Calvin cleared his throat and continued. “The favor I speak of is one of truth. The truth to why you’re really here tonight. The truth that I, and those you serve, sought to hide and claim for ourselves.” The old man placed his hands against the window and stared up into the night sky. “There’s something greater than us—older than us—lurking in the shadows… It took that undeniable truth to show me the foolishness of the risks we were taking. Risks we were taking on behalf of everyone and everything. Tell me, assassin, is there a limit to your greed? Anyone you wouldn’t kill, regardless of the compensation?” Calvin didn’t wait for an answer. “There was a time when I was unburdened by such limits, driven only by my own greed for power and wealth.”
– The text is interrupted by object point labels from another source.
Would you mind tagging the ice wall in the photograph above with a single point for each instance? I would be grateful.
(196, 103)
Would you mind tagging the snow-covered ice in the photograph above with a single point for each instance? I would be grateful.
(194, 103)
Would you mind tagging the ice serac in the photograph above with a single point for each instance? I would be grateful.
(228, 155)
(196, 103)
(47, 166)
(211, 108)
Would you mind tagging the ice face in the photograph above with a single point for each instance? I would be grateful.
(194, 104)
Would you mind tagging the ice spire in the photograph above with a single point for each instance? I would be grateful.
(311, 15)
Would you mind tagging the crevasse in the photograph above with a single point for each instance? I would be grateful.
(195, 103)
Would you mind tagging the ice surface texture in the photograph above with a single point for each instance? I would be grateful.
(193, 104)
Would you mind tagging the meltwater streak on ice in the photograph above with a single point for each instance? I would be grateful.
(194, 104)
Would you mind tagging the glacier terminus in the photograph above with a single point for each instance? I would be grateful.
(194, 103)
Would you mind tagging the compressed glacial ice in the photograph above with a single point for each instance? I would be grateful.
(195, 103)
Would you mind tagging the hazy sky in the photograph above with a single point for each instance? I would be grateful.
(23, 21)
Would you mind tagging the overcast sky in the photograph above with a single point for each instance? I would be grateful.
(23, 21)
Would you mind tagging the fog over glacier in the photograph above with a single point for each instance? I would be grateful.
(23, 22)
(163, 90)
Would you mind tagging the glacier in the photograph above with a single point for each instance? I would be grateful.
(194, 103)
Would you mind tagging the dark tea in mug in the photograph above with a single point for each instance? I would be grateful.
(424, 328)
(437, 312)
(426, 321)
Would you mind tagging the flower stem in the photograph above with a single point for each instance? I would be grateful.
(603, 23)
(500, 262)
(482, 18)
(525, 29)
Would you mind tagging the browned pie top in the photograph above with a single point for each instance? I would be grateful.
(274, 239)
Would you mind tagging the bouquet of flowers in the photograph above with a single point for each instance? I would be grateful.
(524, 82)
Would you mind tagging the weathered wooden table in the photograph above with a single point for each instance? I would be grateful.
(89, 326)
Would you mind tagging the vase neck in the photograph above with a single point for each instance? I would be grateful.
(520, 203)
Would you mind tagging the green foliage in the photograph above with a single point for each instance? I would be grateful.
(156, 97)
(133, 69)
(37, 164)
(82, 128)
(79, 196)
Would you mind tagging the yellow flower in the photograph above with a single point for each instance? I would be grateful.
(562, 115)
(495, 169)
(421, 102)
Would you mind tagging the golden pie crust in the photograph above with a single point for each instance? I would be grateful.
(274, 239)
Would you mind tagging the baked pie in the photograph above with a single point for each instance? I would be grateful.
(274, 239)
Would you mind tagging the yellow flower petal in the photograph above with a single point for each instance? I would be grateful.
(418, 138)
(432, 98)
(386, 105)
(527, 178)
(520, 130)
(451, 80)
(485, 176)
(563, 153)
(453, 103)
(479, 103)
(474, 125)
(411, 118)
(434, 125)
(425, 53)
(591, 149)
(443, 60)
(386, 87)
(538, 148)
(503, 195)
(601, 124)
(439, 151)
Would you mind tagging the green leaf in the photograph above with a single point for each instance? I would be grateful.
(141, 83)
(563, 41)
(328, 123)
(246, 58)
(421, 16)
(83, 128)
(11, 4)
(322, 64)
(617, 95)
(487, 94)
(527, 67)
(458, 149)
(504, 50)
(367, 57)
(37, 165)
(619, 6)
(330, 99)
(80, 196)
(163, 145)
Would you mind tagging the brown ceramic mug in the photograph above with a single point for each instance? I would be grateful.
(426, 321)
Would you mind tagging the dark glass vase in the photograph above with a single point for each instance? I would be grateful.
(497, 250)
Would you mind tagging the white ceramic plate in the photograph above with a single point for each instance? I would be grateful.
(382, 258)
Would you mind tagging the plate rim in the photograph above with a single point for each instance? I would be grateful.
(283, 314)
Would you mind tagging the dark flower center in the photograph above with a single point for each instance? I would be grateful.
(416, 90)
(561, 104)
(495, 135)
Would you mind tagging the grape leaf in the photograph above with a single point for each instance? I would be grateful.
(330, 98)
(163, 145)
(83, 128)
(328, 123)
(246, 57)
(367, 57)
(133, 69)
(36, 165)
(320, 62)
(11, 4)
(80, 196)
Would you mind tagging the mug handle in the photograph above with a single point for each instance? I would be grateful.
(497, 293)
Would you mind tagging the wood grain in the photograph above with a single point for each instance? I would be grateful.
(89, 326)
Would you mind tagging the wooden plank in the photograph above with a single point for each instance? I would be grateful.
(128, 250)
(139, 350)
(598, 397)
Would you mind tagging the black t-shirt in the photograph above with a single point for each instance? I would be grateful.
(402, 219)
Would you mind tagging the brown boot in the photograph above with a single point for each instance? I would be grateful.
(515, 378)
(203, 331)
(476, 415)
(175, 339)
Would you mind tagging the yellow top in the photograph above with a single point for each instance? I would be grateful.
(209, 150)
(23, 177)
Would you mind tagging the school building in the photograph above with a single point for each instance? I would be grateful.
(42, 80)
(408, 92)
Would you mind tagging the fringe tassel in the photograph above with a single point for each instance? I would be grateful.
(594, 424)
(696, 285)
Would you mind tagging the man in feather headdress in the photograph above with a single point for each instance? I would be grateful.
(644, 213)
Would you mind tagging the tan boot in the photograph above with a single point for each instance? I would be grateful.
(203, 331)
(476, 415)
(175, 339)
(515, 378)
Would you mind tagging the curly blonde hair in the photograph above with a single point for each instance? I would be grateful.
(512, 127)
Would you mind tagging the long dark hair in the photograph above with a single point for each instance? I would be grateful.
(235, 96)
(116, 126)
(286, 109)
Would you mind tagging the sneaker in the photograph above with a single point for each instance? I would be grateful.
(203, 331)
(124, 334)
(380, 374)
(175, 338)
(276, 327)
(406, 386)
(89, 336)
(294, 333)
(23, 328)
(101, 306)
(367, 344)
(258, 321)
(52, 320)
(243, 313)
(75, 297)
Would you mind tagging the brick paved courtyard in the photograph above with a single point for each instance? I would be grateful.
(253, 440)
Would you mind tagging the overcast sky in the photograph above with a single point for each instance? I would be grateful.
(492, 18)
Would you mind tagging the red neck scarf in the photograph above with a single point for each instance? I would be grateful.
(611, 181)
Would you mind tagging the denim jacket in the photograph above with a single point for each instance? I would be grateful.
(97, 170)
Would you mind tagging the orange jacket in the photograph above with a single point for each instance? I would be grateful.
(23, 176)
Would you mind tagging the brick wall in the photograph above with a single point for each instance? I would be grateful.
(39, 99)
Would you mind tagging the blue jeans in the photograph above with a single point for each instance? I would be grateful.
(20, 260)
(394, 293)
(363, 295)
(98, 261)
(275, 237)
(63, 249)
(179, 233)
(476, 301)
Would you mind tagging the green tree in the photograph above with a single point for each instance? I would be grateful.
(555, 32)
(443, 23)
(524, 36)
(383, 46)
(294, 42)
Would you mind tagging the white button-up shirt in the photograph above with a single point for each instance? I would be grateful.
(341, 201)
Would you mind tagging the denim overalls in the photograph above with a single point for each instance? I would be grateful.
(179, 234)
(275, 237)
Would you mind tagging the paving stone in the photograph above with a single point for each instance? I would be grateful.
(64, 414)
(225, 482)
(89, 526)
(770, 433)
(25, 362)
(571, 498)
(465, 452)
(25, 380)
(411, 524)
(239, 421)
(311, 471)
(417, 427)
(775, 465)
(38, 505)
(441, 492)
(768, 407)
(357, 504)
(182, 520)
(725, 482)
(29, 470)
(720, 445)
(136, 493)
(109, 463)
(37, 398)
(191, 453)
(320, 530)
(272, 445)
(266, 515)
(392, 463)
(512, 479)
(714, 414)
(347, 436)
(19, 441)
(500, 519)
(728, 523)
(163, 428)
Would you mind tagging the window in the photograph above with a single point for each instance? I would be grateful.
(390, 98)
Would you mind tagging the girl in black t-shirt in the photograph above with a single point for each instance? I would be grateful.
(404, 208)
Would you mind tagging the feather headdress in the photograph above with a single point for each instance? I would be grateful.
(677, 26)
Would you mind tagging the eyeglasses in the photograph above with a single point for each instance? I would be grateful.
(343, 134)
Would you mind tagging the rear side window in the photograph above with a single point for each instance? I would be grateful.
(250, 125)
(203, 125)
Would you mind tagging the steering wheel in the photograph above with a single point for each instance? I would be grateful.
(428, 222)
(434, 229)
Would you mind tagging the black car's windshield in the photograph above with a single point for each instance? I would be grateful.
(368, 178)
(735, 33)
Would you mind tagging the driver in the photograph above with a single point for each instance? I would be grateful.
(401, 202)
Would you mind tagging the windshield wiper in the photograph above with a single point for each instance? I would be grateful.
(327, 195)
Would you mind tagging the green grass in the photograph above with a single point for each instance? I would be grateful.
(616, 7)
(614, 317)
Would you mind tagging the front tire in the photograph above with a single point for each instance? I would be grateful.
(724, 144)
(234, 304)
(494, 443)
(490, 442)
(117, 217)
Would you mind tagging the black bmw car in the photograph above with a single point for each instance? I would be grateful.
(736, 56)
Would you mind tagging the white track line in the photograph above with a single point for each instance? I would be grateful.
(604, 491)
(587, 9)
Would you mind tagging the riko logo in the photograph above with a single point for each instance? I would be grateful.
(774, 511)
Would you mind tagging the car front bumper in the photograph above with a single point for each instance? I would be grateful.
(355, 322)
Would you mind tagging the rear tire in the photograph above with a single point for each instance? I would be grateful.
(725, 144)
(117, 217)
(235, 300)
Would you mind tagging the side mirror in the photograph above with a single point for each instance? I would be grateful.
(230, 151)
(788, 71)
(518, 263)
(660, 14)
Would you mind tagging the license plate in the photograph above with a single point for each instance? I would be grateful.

“And what changed?” Knight was intrigued.
“I did, of course. If you’re referring to what changed me… that would be the truth. The same truth I’m offering you.” Calvin turned and activated the small pedestal beside the window. A burst of green light erupted from its base, coalescing into a sphere just above its projection panel. The holographic image was the chosen real-world avatar of a C.A.I—or constrained artificial intelligence.
“What would you say if I told you I had undeniable proof that we are not the first evolution of human life? That our distant ancestors once commanded technology thousands of years beyond us, perhaps even mastered the stars? Next to the desire for evidence, what question would you ask?”
Knight was taken aback. Calvin didn’t seem the kind to rest the fate of his life on some wild claim. Alien conspirators were one thing, but to hear a man like Calvin Mercer make such an extravagant assertion was astounding to say the least. And yet he appeared entirely reasonable, his words sure and steady.
Knight didn’t believe any of it, but he decided to play along. He thought about it for a long moment, and then it clicked. To a mind such as his, one conditioned to recognize possible threats in everything, the question seemed obvious. “Where are they now?”
Calvin smiled. “I knew you’d be the right one. Ruthless enough to get here and wise enough to recognized an obvious threat.”
Knight advanced toward Calvin, sidearm clutched tight in hand. “You don’t know me,” he whispered in his target’s ear. Knight gave the old man a chance to talk, to spin his wild tale, and now he was repaying his kindness by trying to play with his mind. Knight was done with story time.
“Oh, but I do. I know you very well, Knight. And not just your call sign.”
Knight froze mid-step.
“I knew everything there was to know about you the moment you accepted the contract on my life. Just like all the others before you. The difference between you and them is in the details, and then perhaps not even at all. I could be completely wrong about you but time is short and contingencies are in place.” Calvin turned back to the window. “Take the C.A.I when you leave, all the proof you need is within. And after… well, then we find out if I was right about you or not. Now, let’s get this over with.”
Knight looked down at the sphere of glowing light above the pedestal and then to Calvin. Calvin stood tall beside the window, unshaken and sure in his course. Looking at him now, Knight couldn’t help but compare him to the Japanese samurai of old, volunteering to Sepukku in order to die with honor.
Whatever his past, the man now standing before him deserved to see the face of the one who would end his life, regardless of whether he was still sane or not... Knight deactivated his optical camouflage and took up position beside Calvin. He raised his Talon .50 and gently placed its silenced barrel against Calvin’s temple.
“I’ll do as you ask.” Those were the last words Calvin Mercer ever heard.